お前ごときが悔しそうにするのがおこがましいわ!
レイはブス専なのよ!
わたくし以外は。
***
皇立図書館を出て馬車の停車場に行く道すがら、立ち止まったレイモンドがアリスティアの顔を覗き込んで来た。
両手をアリスティアの頬に当てて、瞳の色を確認して。
「 君の魔力って何から出来ているのかな? 」
「 それは…… 」
嫉妬からだとは言いたくない。
どれだけレイの事を好きなのかと思われるのも癪だ。
そもそもレイがタナカハナコを好きにならなければ、魔女にはならなかったのだから。
「 よく分からないわ 」
「 さっきね、蔵所で魔女の事について調べて来たんだよ 」
「 えっ!? 」
「 君の魔女の事をもっと知りたくてね 」
レイモンドはそう言って、アリスティアの唇にチュッとキスをした。
自分からは濃厚なキスをしていながら、このレイモンドからの軽いキスにドギマギとしてしまう。
あの濃厚なキスは、魔力を消す為だからまた違うのだ。
「 それで何か分かった? 」
アリスティアも魔女を調べたいから食い気味に。
「 うん。
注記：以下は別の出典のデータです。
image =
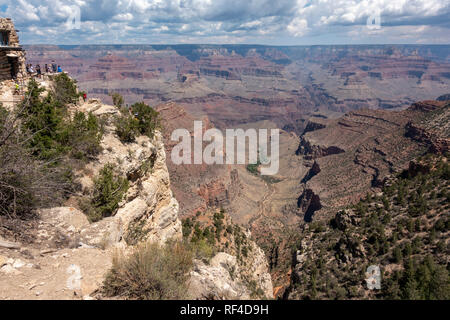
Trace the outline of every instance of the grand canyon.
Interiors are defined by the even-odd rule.
[[[0,299],[450,299],[450,45],[20,46],[0,22]],[[174,163],[195,121],[279,130],[278,172]]]
[[[448,152],[448,130],[428,134],[414,124],[430,106],[444,109],[448,125],[448,45],[25,49],[29,63],[56,61],[88,97],[111,103],[119,93],[127,105],[156,108],[168,154],[176,144],[171,132],[192,132],[194,120],[220,130],[280,128],[273,177],[243,165],[178,166],[167,158],[180,216],[225,209],[263,248],[277,297],[292,291],[292,247],[305,224],[380,192],[430,146]],[[443,102],[419,102],[436,99]]]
ある魔女の記述書を見付けたんだよ 」
「 !? 記述書…… 」
嫌。
その話は聞きたくない。
レイの口からは。
レイモンドは目を見開いたアリスティアには構わずに話を続けた。
「 時戻りの剣と言う魔剣があって、魔女が……ティア? 」
アリスティアはガクガクと震え出した。
そのヘーゼルナッツ色の瞳からは大粒の涙が零れ落ちる。
ポロポロと。
今、目の前にいるのはレイモンド。
あの時。
自分の心臓を時戻りの剣で突き刺したレイモンドだ。